Angela Merkel must respond to a series of tragedies and criticisms of her refugee policy. 

Angela Merkel, the Chancellor of Germany, is supposed to be on holiday. Two separate attacks have put an end to that. The first, a mass shooting in Munich, was at first widely believed to be a terrorist attack, but later turned out to be the actions of a loner obsessed with US high school shootings. The second, where a man blew himself up in the town of Ansbach, caused less physical damage - three were seriously injured, but none killed. Nevertheless, this event may prove to affect even more people's lives. Because that man had come to Germany claiming to be a Syrian refugee. 

The attack came hours after a Syrian refugee murdered a pregnant Polish woman, a co-woker in a snack bar, in Reutlingen. All eyes will now be on Merkel who, more than any other European politician, is held responsible for Syrian refugees in Europe.

In 2015, when other European states were erecting barriers to keep out the million migrants and refugees marching north, Merkel kept Germany's borders open. The country has resettled 41,899 Syrians since 2013, according to the UNHCR, of which 20,067 came on humanitarian grounds and 21,832 through private sponsorship. That is twice as much as the UK has pledged to resettle by 2020. The actual number of Syrians in Germany is far higher - 90 per cent of the 102,400 Syrians applying for EU asylum in the first quarter of 2016 were registered there. 

Merkel is the bravest of Europe's politicians. Contrary to some assertions on the right, she did not invent the refugee crisis. Five years of brutal war in Syria did that. Merkel was simply the first of the continent's most prominent leaders to stop ignoring it. If Germany had not absorbed so many refugees, they would still be in central Europe and the Balkans, and we would be seeing even more pictures of starved children in informal camps than we do today. 

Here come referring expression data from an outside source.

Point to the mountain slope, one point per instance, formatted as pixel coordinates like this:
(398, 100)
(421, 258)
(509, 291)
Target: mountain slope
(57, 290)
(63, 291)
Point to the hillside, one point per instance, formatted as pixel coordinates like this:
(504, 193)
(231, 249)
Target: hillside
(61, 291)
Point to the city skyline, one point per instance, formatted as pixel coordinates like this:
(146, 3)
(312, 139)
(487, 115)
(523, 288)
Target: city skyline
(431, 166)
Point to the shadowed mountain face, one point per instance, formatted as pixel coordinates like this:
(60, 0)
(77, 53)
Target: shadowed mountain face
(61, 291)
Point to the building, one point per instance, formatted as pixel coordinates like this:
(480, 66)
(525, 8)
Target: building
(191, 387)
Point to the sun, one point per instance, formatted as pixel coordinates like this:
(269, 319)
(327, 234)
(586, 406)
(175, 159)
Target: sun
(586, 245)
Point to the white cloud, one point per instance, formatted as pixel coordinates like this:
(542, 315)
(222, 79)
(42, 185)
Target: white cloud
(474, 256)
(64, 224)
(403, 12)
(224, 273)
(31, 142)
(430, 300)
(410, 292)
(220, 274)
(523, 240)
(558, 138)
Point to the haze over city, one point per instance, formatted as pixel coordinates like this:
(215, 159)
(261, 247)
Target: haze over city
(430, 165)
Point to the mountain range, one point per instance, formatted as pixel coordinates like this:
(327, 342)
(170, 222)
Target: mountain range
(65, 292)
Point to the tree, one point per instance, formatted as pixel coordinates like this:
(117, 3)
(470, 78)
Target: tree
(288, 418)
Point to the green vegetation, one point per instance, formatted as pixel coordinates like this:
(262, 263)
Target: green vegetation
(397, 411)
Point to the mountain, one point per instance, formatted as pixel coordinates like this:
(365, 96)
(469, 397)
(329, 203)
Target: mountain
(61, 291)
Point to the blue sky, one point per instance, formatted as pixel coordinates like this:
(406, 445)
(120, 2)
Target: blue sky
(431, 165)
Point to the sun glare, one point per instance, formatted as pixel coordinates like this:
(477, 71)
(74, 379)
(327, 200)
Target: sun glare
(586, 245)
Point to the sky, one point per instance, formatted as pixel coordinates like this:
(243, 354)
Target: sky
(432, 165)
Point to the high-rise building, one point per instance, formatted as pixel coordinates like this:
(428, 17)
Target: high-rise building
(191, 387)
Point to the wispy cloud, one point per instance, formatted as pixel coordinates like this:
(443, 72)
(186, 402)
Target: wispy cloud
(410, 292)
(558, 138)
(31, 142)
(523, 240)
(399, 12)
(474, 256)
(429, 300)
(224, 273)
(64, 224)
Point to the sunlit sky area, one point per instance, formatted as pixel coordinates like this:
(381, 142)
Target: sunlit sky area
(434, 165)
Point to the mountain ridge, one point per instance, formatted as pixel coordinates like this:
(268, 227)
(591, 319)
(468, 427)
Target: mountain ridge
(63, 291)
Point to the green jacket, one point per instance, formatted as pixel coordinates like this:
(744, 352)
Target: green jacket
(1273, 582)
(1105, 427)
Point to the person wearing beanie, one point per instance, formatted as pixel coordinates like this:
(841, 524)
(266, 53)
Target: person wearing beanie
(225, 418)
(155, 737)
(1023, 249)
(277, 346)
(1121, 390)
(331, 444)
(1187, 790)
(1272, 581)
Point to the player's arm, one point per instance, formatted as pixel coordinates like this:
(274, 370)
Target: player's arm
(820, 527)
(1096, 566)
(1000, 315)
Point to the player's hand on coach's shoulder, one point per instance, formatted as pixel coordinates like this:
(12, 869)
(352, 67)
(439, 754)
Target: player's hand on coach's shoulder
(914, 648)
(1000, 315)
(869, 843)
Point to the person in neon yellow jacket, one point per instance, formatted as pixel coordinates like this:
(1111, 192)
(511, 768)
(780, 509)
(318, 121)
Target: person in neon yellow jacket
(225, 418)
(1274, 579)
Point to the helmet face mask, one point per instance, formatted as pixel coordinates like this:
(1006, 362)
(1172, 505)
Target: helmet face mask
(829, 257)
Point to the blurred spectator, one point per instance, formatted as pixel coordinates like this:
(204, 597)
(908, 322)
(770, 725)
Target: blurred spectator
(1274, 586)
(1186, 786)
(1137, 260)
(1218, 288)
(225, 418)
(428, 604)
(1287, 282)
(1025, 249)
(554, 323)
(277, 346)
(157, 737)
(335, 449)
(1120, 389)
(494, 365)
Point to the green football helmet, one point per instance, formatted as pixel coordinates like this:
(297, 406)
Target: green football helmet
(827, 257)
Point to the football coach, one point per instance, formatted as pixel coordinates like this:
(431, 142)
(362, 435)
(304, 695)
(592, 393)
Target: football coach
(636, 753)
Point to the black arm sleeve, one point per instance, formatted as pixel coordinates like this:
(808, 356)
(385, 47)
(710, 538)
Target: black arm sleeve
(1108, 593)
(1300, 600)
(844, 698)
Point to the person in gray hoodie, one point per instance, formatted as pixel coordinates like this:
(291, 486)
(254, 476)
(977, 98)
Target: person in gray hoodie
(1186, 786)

Equally, the problems facing Merkel now are not hers alone. These are the problems facing all of Europe's major states, whether or not they recognise them. 

Take the failed Syrian asylum seeker of Ansbach (his application was rejected but he could not be deported back to a warzone). In Germany, his application could at least be considered, and rejected. Europe as a whole has not invested in the processing centres required to determine who is a Syrian civilian, who might be a Syrian combatant and who is simply taking advantage of the black market in Syrian passports to masquerade as a refugee. 

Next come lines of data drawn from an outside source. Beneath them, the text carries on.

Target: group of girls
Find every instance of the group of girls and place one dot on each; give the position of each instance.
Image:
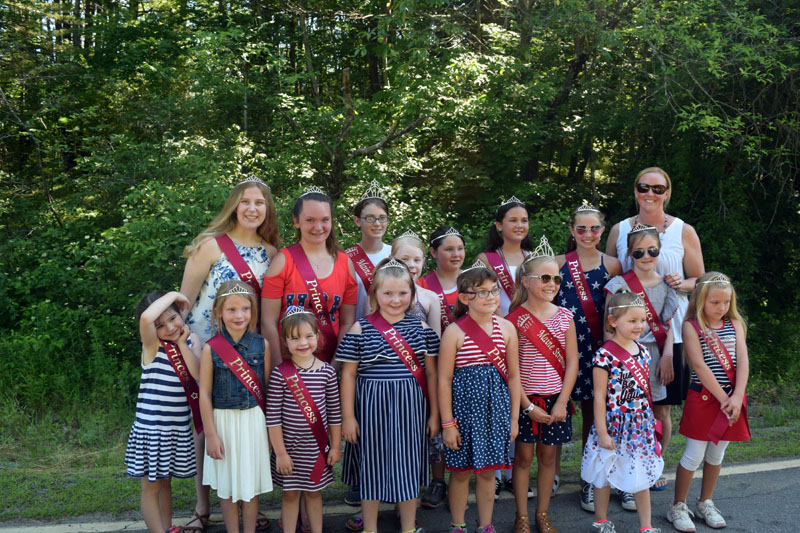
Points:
(517, 345)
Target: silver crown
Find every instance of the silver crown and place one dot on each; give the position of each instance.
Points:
(295, 310)
(393, 263)
(476, 264)
(313, 189)
(374, 191)
(449, 233)
(642, 227)
(252, 179)
(716, 278)
(238, 289)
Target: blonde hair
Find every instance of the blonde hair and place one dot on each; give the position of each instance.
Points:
(394, 272)
(698, 300)
(219, 301)
(527, 267)
(225, 220)
(656, 170)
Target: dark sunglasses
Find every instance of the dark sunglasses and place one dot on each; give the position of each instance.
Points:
(639, 252)
(545, 278)
(657, 189)
(580, 230)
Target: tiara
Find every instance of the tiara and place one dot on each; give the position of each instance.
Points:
(642, 227)
(238, 289)
(295, 310)
(586, 208)
(252, 179)
(313, 190)
(543, 250)
(716, 278)
(393, 263)
(373, 191)
(476, 264)
(449, 233)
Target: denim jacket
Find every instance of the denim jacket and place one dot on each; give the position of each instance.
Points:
(228, 392)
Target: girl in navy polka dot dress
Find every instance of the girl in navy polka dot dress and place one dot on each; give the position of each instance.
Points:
(478, 376)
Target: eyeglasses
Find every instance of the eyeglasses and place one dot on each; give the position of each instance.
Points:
(483, 294)
(638, 253)
(657, 189)
(545, 278)
(580, 230)
(371, 219)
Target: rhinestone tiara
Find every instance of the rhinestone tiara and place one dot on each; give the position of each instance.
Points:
(373, 191)
(449, 233)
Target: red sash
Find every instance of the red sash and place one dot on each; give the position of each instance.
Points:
(503, 275)
(364, 267)
(433, 284)
(585, 297)
(316, 301)
(485, 343)
(642, 377)
(187, 381)
(658, 329)
(311, 413)
(721, 422)
(401, 348)
(239, 367)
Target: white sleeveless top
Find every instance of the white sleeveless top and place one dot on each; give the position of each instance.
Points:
(669, 260)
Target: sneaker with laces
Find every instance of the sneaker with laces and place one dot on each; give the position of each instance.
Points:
(435, 494)
(587, 498)
(679, 516)
(604, 527)
(627, 501)
(709, 512)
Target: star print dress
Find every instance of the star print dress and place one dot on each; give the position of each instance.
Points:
(634, 464)
(596, 279)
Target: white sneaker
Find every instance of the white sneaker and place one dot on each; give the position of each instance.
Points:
(679, 516)
(709, 512)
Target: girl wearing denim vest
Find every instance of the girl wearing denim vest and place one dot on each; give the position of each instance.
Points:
(237, 450)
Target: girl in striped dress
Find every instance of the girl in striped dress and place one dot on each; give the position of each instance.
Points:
(298, 465)
(478, 376)
(388, 372)
(160, 444)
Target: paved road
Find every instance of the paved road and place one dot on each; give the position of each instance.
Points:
(757, 497)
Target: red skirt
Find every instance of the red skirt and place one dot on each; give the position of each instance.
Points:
(699, 413)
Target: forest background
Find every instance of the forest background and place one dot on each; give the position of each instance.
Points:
(123, 126)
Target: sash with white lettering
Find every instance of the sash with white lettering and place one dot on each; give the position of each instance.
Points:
(433, 284)
(401, 348)
(316, 301)
(658, 329)
(642, 377)
(364, 267)
(585, 297)
(187, 381)
(503, 275)
(311, 413)
(239, 367)
(721, 422)
(485, 344)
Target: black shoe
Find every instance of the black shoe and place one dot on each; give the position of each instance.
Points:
(435, 495)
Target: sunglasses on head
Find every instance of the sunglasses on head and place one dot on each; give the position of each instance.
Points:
(657, 189)
(580, 230)
(638, 253)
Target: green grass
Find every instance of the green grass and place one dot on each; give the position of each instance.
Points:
(63, 466)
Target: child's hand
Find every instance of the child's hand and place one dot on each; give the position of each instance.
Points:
(214, 447)
(606, 442)
(334, 455)
(350, 430)
(451, 438)
(283, 464)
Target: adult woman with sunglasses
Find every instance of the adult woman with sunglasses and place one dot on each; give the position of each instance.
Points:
(680, 262)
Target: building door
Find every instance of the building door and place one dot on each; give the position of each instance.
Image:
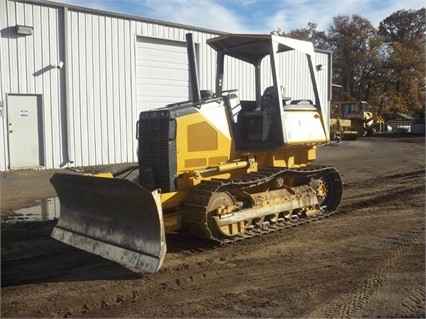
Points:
(24, 115)
(162, 75)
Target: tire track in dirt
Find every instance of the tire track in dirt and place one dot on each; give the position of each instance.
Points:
(355, 301)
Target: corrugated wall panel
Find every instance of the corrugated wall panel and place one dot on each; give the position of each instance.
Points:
(26, 69)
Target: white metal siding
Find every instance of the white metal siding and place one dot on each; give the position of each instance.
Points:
(25, 69)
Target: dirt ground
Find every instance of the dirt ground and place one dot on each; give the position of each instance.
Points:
(366, 261)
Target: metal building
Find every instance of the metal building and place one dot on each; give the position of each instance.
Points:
(73, 81)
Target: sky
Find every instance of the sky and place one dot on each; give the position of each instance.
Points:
(252, 16)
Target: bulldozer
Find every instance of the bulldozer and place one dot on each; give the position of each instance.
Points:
(217, 166)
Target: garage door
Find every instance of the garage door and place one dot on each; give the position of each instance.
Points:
(161, 74)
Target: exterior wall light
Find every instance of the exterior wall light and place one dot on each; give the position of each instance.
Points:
(24, 30)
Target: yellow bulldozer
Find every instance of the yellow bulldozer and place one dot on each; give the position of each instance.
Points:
(221, 167)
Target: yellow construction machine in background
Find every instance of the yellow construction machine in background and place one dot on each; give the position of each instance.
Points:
(221, 167)
(352, 119)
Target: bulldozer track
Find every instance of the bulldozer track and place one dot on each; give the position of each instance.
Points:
(199, 199)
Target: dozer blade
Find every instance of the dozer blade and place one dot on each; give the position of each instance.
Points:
(113, 218)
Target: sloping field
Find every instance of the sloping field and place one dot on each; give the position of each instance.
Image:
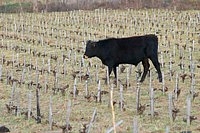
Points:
(42, 54)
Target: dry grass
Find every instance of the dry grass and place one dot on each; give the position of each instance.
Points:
(70, 30)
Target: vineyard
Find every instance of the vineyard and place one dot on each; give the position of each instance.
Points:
(47, 86)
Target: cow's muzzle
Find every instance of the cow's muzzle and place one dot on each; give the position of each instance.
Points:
(85, 56)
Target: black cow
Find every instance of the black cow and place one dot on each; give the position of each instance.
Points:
(131, 50)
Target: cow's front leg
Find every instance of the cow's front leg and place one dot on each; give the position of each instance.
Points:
(146, 66)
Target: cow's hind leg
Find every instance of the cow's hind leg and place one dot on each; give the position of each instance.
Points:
(146, 66)
(157, 66)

Secondly, there is the subject of trauma. The Munich shooter appears to have had no links to Islamic State or Syria, but his act underlines the fact you do not need a grand political narrative to inflict hurt on others. Syrians who have experienced unspeakable violence either in their homeland or en route to Europe are left psychologically damaged. That is not to suggest they will turn to violence. But it is still safer to offer such people therapy than leave them to drift around Europe, unmonitored and unsupported, as other countries seem willing to do. 

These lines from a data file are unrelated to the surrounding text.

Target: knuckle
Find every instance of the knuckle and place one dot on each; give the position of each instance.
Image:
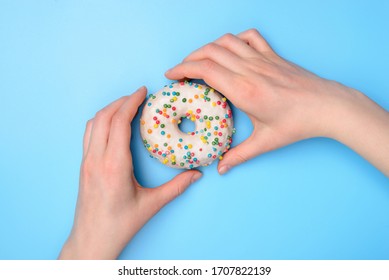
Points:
(87, 167)
(208, 65)
(119, 119)
(228, 37)
(101, 115)
(247, 88)
(254, 33)
(89, 124)
(210, 48)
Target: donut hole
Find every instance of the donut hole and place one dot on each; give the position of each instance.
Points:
(186, 125)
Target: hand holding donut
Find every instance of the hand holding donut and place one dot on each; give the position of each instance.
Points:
(285, 102)
(111, 205)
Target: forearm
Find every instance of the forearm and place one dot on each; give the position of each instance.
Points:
(363, 125)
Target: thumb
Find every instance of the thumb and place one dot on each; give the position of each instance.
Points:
(237, 155)
(170, 190)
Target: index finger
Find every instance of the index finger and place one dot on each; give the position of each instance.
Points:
(120, 133)
(215, 75)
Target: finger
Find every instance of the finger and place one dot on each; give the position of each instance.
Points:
(218, 54)
(254, 39)
(101, 126)
(260, 141)
(120, 134)
(212, 73)
(170, 190)
(87, 134)
(236, 46)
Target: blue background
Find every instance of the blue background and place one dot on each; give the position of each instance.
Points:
(61, 61)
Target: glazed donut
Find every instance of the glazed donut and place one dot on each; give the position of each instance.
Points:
(199, 103)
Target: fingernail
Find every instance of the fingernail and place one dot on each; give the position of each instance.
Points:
(168, 71)
(224, 169)
(195, 177)
(142, 87)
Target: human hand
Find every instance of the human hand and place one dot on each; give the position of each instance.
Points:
(111, 205)
(285, 102)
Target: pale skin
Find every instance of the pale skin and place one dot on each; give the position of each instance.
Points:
(284, 102)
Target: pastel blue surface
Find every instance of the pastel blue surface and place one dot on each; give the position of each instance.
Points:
(61, 61)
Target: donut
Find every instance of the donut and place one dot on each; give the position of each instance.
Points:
(199, 103)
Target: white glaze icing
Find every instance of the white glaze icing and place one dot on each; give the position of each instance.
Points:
(199, 103)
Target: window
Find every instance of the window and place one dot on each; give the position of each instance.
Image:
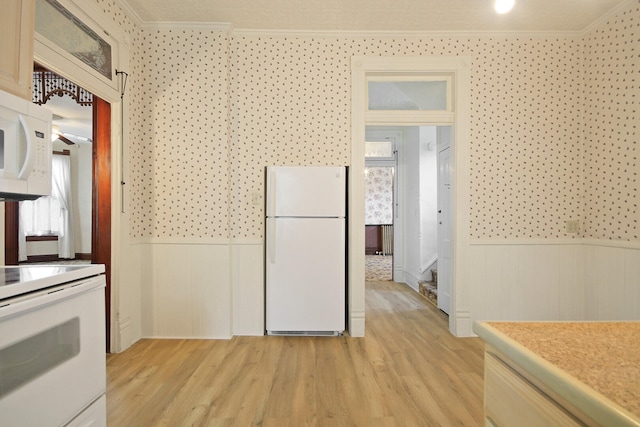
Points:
(51, 215)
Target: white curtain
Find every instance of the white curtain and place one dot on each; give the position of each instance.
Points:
(61, 191)
(50, 215)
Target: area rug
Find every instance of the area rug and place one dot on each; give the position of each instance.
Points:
(378, 267)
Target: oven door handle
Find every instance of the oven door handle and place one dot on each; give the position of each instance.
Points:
(20, 304)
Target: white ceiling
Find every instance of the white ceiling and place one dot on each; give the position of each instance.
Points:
(376, 15)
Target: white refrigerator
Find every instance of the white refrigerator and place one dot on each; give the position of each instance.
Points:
(305, 250)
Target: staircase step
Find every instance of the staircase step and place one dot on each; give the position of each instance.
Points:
(430, 291)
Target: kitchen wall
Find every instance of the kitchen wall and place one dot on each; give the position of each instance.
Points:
(212, 108)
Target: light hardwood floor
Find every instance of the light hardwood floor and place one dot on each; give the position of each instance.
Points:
(407, 371)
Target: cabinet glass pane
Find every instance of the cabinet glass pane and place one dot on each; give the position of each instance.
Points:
(61, 27)
(408, 95)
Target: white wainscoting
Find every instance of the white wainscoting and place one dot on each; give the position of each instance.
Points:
(186, 290)
(557, 281)
(526, 281)
(248, 287)
(612, 281)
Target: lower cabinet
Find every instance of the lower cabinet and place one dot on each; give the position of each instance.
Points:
(510, 399)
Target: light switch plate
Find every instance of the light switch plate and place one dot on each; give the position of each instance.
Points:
(572, 226)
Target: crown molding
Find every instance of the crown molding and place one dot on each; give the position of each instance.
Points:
(406, 34)
(170, 25)
(198, 26)
(228, 27)
(604, 18)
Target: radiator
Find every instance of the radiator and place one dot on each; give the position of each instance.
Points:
(387, 240)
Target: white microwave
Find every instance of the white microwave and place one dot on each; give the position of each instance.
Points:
(25, 149)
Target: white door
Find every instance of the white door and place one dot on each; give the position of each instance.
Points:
(444, 230)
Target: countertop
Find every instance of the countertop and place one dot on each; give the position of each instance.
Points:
(593, 365)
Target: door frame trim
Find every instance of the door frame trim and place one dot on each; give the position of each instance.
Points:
(54, 60)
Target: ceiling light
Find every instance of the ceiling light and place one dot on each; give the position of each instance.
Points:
(504, 6)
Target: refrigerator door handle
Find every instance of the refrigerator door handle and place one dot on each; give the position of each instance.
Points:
(271, 240)
(272, 194)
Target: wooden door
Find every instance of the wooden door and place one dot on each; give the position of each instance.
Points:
(101, 223)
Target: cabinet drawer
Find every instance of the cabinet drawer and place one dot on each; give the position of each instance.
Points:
(511, 400)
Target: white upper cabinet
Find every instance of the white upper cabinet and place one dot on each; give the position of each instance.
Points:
(16, 45)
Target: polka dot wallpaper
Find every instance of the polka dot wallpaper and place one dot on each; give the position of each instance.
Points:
(378, 199)
(553, 126)
(179, 155)
(612, 129)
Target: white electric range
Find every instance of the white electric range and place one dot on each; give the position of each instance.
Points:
(52, 345)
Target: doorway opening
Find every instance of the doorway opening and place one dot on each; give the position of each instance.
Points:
(418, 202)
(84, 135)
(432, 91)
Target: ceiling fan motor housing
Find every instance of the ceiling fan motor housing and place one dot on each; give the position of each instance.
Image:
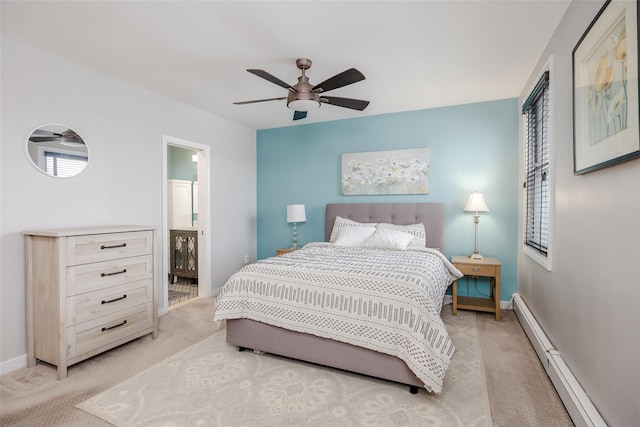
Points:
(303, 101)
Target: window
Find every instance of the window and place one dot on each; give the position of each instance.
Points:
(63, 165)
(536, 169)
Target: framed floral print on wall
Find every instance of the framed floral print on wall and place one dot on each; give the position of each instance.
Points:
(605, 89)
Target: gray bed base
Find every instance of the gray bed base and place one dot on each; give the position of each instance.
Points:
(250, 334)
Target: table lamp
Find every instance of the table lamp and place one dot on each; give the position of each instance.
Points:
(476, 204)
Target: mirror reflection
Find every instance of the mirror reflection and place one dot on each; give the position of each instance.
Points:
(57, 151)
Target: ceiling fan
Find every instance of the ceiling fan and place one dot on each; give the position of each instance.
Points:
(67, 137)
(304, 97)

Third, there is the question of lawlessness. Syrians have been blamed for everything from the Cologne attacks in January to creeping Islamist radicalisation. But apart from the fact that these reports can turn out to be overblown (two of the 58 men arrested over Cologne were Syrians), it is unclear what the alternative would be. Policies that force Syrians underground have already greatly empowered Europe's network of human traffickers and thugs.

So far, Merkel seems to be standing her ground. Her home affairs spokesman, Stephan Mayer, told the BBC that Germany had room to improve on its asylum policy, but stressed each attack was different. 

He said: "Horrible things take place in Syria. And it is the biggest humanitarian catastrophe, so it is completely wrong to blame Angela Merkel, or her refugee policies, for these incidents." Many will do, all the same.